Trump has denied doing anything improper, despite a transcript released by the White House showing he repeatedly pushed Ukrainian President Volodymyr Zelensky to investigate former Vice President Joe Biden — his potential 2020 political rival — and his son, Hunter Biden.
There is no evidence of wrongdoing by Joe or Hunter Biden.
In interviews on Sunday talk shows, top GOP allies of the President repeated White House talking points — or in the case of Sen. Lindsey Graham of South Carolina, appeared to be reading directly from a prepared script. In an appearance on CBS’ “60 Minutes,” House Republican Leader Kevin McCarthy was challenged for regurgitating White House talking points, though he denied having received them.

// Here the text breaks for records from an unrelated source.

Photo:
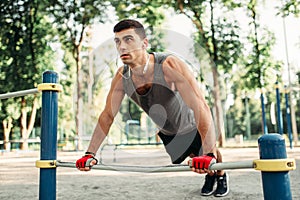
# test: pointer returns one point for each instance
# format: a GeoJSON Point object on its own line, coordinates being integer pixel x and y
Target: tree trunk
{"type": "Point", "coordinates": [24, 142]}
{"type": "Point", "coordinates": [7, 125]}
{"type": "Point", "coordinates": [25, 131]}
{"type": "Point", "coordinates": [218, 109]}
{"type": "Point", "coordinates": [79, 122]}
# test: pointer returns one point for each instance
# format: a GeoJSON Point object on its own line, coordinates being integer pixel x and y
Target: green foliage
{"type": "Point", "coordinates": [71, 18]}
{"type": "Point", "coordinates": [290, 7]}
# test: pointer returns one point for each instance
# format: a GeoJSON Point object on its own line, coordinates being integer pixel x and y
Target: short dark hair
{"type": "Point", "coordinates": [128, 24]}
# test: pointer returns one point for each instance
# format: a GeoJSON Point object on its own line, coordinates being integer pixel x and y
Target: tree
{"type": "Point", "coordinates": [24, 56]}
{"type": "Point", "coordinates": [290, 7]}
{"type": "Point", "coordinates": [72, 18]}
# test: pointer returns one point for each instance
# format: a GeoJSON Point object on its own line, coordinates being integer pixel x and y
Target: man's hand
{"type": "Point", "coordinates": [86, 162]}
{"type": "Point", "coordinates": [201, 164]}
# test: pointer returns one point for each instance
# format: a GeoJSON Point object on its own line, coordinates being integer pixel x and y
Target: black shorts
{"type": "Point", "coordinates": [179, 147]}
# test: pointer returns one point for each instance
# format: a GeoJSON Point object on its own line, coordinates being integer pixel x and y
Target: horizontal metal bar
{"type": "Point", "coordinates": [148, 169]}
{"type": "Point", "coordinates": [19, 93]}
{"type": "Point", "coordinates": [166, 168]}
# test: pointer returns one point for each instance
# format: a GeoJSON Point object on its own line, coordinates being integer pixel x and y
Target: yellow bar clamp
{"type": "Point", "coordinates": [275, 165]}
{"type": "Point", "coordinates": [50, 87]}
{"type": "Point", "coordinates": [45, 163]}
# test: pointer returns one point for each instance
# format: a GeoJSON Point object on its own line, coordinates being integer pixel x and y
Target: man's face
{"type": "Point", "coordinates": [129, 45]}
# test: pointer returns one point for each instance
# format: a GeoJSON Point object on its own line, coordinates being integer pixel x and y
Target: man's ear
{"type": "Point", "coordinates": [145, 43]}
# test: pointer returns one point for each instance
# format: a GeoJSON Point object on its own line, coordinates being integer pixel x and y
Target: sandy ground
{"type": "Point", "coordinates": [19, 179]}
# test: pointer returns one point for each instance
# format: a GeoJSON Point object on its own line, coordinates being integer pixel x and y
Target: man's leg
{"type": "Point", "coordinates": [222, 179]}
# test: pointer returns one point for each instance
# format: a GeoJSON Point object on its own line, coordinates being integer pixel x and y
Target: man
{"type": "Point", "coordinates": [164, 87]}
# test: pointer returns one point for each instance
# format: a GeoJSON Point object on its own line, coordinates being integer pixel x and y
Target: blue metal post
{"type": "Point", "coordinates": [279, 116]}
{"type": "Point", "coordinates": [265, 127]}
{"type": "Point", "coordinates": [276, 185]}
{"type": "Point", "coordinates": [47, 190]}
{"type": "Point", "coordinates": [288, 117]}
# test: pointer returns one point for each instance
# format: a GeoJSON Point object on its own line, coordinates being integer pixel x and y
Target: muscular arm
{"type": "Point", "coordinates": [106, 118]}
{"type": "Point", "coordinates": [177, 72]}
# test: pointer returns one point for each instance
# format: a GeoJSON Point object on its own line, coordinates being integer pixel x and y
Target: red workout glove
{"type": "Point", "coordinates": [85, 161]}
{"type": "Point", "coordinates": [203, 162]}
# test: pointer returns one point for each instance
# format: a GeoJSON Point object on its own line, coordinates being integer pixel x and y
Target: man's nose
{"type": "Point", "coordinates": [122, 47]}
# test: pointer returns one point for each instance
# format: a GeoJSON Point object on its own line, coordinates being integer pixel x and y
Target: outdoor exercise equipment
{"type": "Point", "coordinates": [273, 163]}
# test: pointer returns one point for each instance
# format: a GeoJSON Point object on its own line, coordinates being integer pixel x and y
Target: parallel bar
{"type": "Point", "coordinates": [19, 93]}
{"type": "Point", "coordinates": [166, 168]}
{"type": "Point", "coordinates": [276, 185]}
{"type": "Point", "coordinates": [248, 164]}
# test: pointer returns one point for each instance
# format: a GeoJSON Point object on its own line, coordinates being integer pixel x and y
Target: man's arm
{"type": "Point", "coordinates": [106, 118]}
{"type": "Point", "coordinates": [176, 71]}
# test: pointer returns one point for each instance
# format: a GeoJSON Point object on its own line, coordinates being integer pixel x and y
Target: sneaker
{"type": "Point", "coordinates": [208, 187]}
{"type": "Point", "coordinates": [222, 186]}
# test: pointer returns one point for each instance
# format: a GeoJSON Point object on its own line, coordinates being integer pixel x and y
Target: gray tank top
{"type": "Point", "coordinates": [163, 105]}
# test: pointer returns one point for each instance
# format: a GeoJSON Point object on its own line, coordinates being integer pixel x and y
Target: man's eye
{"type": "Point", "coordinates": [128, 39]}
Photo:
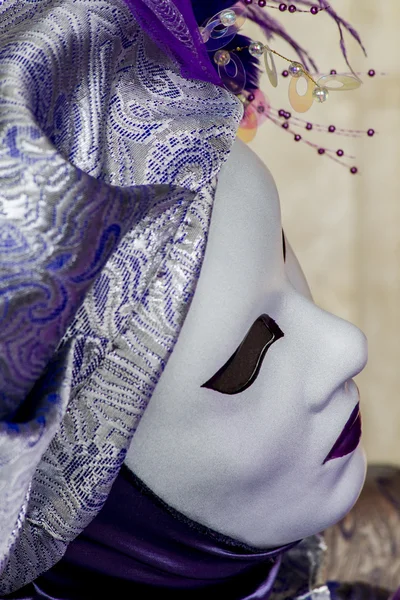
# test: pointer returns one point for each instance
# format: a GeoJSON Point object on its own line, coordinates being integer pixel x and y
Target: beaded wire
{"type": "Point", "coordinates": [258, 113]}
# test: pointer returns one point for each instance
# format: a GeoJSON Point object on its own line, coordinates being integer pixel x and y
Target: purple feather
{"type": "Point", "coordinates": [205, 9]}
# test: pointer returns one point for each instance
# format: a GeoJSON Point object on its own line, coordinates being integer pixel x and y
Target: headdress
{"type": "Point", "coordinates": [218, 53]}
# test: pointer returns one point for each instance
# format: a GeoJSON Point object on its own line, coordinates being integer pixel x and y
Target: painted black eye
{"type": "Point", "coordinates": [242, 369]}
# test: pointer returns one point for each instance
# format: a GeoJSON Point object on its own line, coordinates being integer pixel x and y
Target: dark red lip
{"type": "Point", "coordinates": [349, 439]}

Rep. Jim Jordan, the top Republican on the House Oversight Committee, and CNN’s Jake Tapper got into a contentious exchange Sunday on “State of the Union” after the lawmaker made false and misleading claims about the unfolding Ukraine drama.
The Sunday appearances did little to quell the furor around Trump’s behavior.

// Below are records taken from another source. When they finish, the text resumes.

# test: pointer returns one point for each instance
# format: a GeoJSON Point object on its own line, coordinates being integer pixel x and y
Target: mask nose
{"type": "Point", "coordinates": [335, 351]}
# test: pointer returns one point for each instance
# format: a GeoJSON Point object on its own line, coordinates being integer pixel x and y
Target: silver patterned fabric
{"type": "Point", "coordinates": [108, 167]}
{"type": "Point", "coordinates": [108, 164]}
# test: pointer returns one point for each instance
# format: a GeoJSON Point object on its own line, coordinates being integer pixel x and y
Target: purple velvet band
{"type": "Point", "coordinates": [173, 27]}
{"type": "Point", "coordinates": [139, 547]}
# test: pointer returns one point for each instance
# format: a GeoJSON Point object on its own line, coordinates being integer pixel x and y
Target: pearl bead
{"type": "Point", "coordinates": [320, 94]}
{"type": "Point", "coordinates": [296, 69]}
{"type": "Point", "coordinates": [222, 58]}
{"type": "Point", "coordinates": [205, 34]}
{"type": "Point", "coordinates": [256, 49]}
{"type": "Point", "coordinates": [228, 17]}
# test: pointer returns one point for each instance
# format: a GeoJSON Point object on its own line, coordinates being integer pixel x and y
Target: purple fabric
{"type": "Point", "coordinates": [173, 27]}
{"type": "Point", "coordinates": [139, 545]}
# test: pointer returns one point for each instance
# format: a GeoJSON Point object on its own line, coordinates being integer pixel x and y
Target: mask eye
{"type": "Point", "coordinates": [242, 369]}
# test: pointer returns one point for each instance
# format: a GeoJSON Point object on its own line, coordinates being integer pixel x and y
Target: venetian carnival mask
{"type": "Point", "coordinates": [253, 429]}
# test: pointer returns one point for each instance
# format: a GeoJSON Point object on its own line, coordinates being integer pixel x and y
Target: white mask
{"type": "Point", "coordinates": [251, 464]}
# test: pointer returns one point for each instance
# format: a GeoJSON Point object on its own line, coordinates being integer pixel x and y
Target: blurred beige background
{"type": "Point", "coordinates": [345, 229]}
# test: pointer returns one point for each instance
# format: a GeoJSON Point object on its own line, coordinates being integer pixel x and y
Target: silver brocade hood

While they were in front of cameras without a strong rebuttal, Trump privately resisted appeals for help. He has dismissed talks of forming an impeachment response team, raging that talk of bringing former aides back to help him projected weakness.
No war room
Sekulow said last week that no impeachment war room at the White House is being set up. The President met Friday with White House lawyers and his personal counsel to discuss a strategy for dealing with the Democrats’ impeachment investigation.
Aides were expected to further brief Trump on plans for an impeachment response sometime this week, according to administration officials, though some inside the White House view the past six days as a lost opportunity to shape public opinion at the outset of the inquiry.
Trump has sought to control the message himself on Twitter, mainly in angry bursts fueled by conservative media.
The fuming has caused some fractures within the Republican Party — a problem for the White House, which has largely relied on Republicans in Congress and outside the administration to defend Trump, instead of internal administration officials.
“I have visited nations ravaged by civil war,” he wrote. “I have never imagined such a quote to be repeated by a President.”
Trump’s first homeland security adviser Tom Bossert, who was pushed out when John Bolton arrived as national security adviser, was the first former official to break with Trump on the nature of his call with Zelensky, saying he was “deeply disturbed” by the matter but cautioned that it was “far from proven” whether the President threatened to withhold military aid over it.
Still, Bossert painted a portrait of a President consumed by “debunked” conspiracy theories about Ukraine, warned over and over they were wrong, and still intent on pursuing them.
“At this point I am deeply frustrated with what he and the legal team is doing and repeating that debunked theory to the President. It sticks in his mind when he hears it over and over again,” Bossert said on ABC’s “This Week.”
Bossert’s frustration with Giuliani reflects growing anger in Trump’s orbit at the former New York City mayor, who operated outside the confines of the administration to pursue Ukrainian officials and convince them to investigate the Bidens.
Trump has stood back as Giuliani has entangled the secretary of state and other administration officials in the scandal, asserting Mike Pompeo had a hand in his Ukrainian outreach.
“I did not do this on my own,” Giuliani said on CBS Sunday. “I did it at the request of the State Department, and I have all of the text messages to prove it. And I also have a thank you from them from doing a good job. When I talked to the secretary last week, he said he was aware of it.”
Despite deep frustration inside the White House over his doings, Giuliani has been the mainstay defending Trump on television.
This is, in part, on purpose, two people close to the matter said. Because Giuliani is seen as someone who can’t be controlled by anyone other than Trump, officials have decided to sit back and let him go on television until he burns himself out. Then, these people said, the President’s allies who are better equipped will step in.
The question is whether it will be too late by then.